El soldado aporreó una y otra vez la puerta. Las monjas encargadas mo sabían que hacer. Abrieron la mirilla y fueron las que dieron una primera descripción aunque no le vieron el escudo y no comprendieron el significado de la túnica blanca. Lo que si trasladaron fue su embriaguez, su hedor y su aspecto fiero.
Tenían orden de, a partir del anochecer no abrir a nadie y así se lo explicaron al soldado, pero, en palabras de las monjas, no entraba en razones y amenazaba con tirar la puerta.
Acudió por fin la abadesa. Sin abrir la puerta trató de comunicarse con el hombre a través de la mirilla.
- Abre la puerta monja - le gritó el soldado completamente borracho en un mal latín con un marcado acento griego.
- Es de noche señor. Las normas del monasterio impiden...
- ¡Me importan una mierda tus reglas! Abre la puerta, vieja. Te lo ordeno!
- Tú no eres nadie para darme órdenes, borracho! Estás en un lugar sagrado, bendecido por la Virgen.
El soldado enojado se llevó las manos a la espada con la intención de desenfundarla, pero con el movimiento dejó ver con más claridad la túnica bajo la cota de mallas. Fue precisamente con ese gesto con el que la abadesa se percató del rango del soldado. ¿Qué hacía ese hombre en el monasterio?

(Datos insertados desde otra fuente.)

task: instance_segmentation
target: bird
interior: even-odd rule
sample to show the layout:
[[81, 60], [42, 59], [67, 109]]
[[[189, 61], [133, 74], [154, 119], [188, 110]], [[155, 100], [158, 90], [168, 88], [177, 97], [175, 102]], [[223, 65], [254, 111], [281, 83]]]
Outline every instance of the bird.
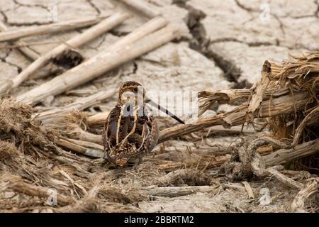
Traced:
[[103, 127], [104, 160], [118, 167], [138, 165], [145, 155], [156, 146], [159, 138], [157, 122], [147, 105], [185, 123], [149, 99], [140, 83], [127, 81], [121, 86], [118, 102]]

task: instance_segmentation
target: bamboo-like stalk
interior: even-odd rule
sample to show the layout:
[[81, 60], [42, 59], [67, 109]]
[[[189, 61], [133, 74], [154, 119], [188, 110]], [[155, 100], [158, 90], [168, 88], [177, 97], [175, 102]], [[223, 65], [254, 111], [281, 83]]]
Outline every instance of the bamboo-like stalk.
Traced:
[[87, 118], [87, 123], [90, 126], [103, 124], [106, 121], [106, 118], [110, 114], [109, 111], [99, 113]]
[[[14, 77], [12, 79], [12, 83], [10, 82], [7, 82], [7, 83], [11, 84], [11, 87], [17, 87], [30, 77], [30, 75], [34, 74], [38, 70], [45, 65], [50, 60], [68, 50], [69, 47], [78, 48], [82, 45], [106, 31], [121, 24], [126, 20], [129, 14], [126, 13], [118, 12], [106, 18], [99, 24], [87, 29], [83, 33], [72, 38], [71, 40], [68, 40], [66, 44], [62, 44], [40, 57], [27, 68], [23, 70], [18, 75]], [[8, 86], [6, 87], [8, 87]], [[0, 94], [5, 92], [5, 90], [0, 89]]]
[[281, 182], [287, 185], [289, 187], [301, 189], [304, 187], [303, 183], [298, 182], [288, 177], [286, 177], [285, 175], [284, 175], [282, 173], [275, 170], [274, 168], [272, 167], [267, 168], [266, 169], [266, 171], [268, 172], [272, 176], [275, 177], [279, 181], [280, 181]]
[[[8, 28], [6, 27], [6, 26], [2, 21], [0, 21], [0, 31], [6, 31], [7, 30], [8, 30]], [[28, 60], [35, 61], [38, 57], [40, 57], [40, 55], [37, 52], [33, 50], [32, 48], [30, 48], [28, 46], [28, 45], [23, 41], [16, 40], [16, 41], [14, 41], [14, 43], [13, 44], [18, 46], [18, 50], [23, 55], [26, 56]], [[57, 66], [55, 66], [55, 65], [54, 65], [53, 63], [48, 64], [48, 65], [45, 65], [41, 70], [41, 71], [35, 72], [35, 74], [33, 75], [30, 75], [30, 77], [32, 79], [43, 78], [43, 77], [50, 75], [50, 74], [51, 74], [51, 73], [55, 73], [56, 72], [59, 72], [58, 67]], [[10, 86], [9, 86], [9, 85], [10, 85]], [[1, 89], [1, 87], [0, 86], [0, 91], [8, 90], [11, 87], [11, 85], [12, 85], [12, 84], [11, 84], [9, 82], [9, 84], [7, 84], [5, 86], [4, 89]]]
[[217, 192], [218, 189], [213, 186], [187, 186], [187, 187], [145, 187], [142, 192], [149, 196], [177, 197], [197, 192], [212, 193]]
[[148, 18], [154, 18], [161, 13], [150, 4], [142, 0], [121, 0], [128, 6], [142, 13]]
[[74, 110], [83, 110], [94, 104], [101, 103], [102, 101], [111, 97], [115, 94], [115, 89], [103, 90], [87, 97], [77, 99], [74, 102], [52, 110], [33, 114], [33, 117], [36, 120], [43, 121], [43, 123], [55, 120], [57, 117], [69, 114]]
[[57, 95], [83, 84], [169, 42], [178, 35], [177, 30], [166, 27], [151, 35], [146, 40], [143, 40], [141, 44], [131, 44], [121, 51], [102, 52], [51, 81], [18, 96], [17, 101], [35, 104], [49, 96]]
[[66, 31], [69, 30], [88, 27], [101, 22], [110, 15], [98, 17], [89, 17], [82, 19], [63, 21], [35, 27], [23, 28], [14, 31], [0, 33], [0, 42], [14, 40], [21, 38]]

Sin embargo, pese al manifiesto asombro de la monja, algo debió de convencer al soldado de que, sólo con amenazas, no lograría la colaboración de la anciana. Quizás fuera un rallo de sobriedad que logró atravesar los vapores etílicos que le cubrían. Quizás, la actitud firme de la monja. Probablemente, el cansancio de tan largo y desmoralizante viaje.
- Déjeme pasar, se lo ruego, madre. Estoy en una misión especial. Tengo credenciales. Déjeme pasar y se las mostraré.
Así fue que el soldado, luchando contra su propia soberbia, cambió de táctica para tratar de entrar en el monasterio. La abadesa, impresionada por el rango del visitante dudó por un instante sobre qué hacer, pero entonces trató de aprovecharse de la repentina amabilidad del soldado para al menos ganar tiempo.
- Debe entender, buen señor, que no nos negamos a que entre, pero es tarde y las normas del monasterio son estrictas. Si le place mañana a primera hora podríamos entrevistarnos en el monasterio de hombres, al otro lado de la colina. Así usted también podrá estar descansado y aseado tras un largo viaje.
La abadesa notó que al soldado le molestó su refencia sobre su aseo personal. Sus ojos enrojecieron y su gesto se avinagró aún más.
Pero el ofrecimiento de la anciana era razonable y hubiera sido escandaloso ante las autoridades civiles y religiosas de la zona, que el soldado hubiese insistido en abordar el monasterio esa misma noche y en su actual estado. Aunque sólo rendía cuentas ante el emperador y ante Cristo, el soldado, acostumbrado a causar temor con sólo su presencia, ya se había percatado a lo largo del viaje de que su rango no lo era todo tan lejos de su tierra.
Sí, necesitaba descansar. Al día siguiente estaría en mejores condiciones físicas y mentales. Ya se las vería la con esa vieja bruja, pensó. Asintió con la cabeza, se despidió de la abadesa con un lacónico "buenas noches" y partió en busca de un lugar donde dormir. Para su desgracia casi inmediatamente se puso a llover. Enojado, maldijo a los dioses y añoró los buenos viejos tiempos en Constantinopla.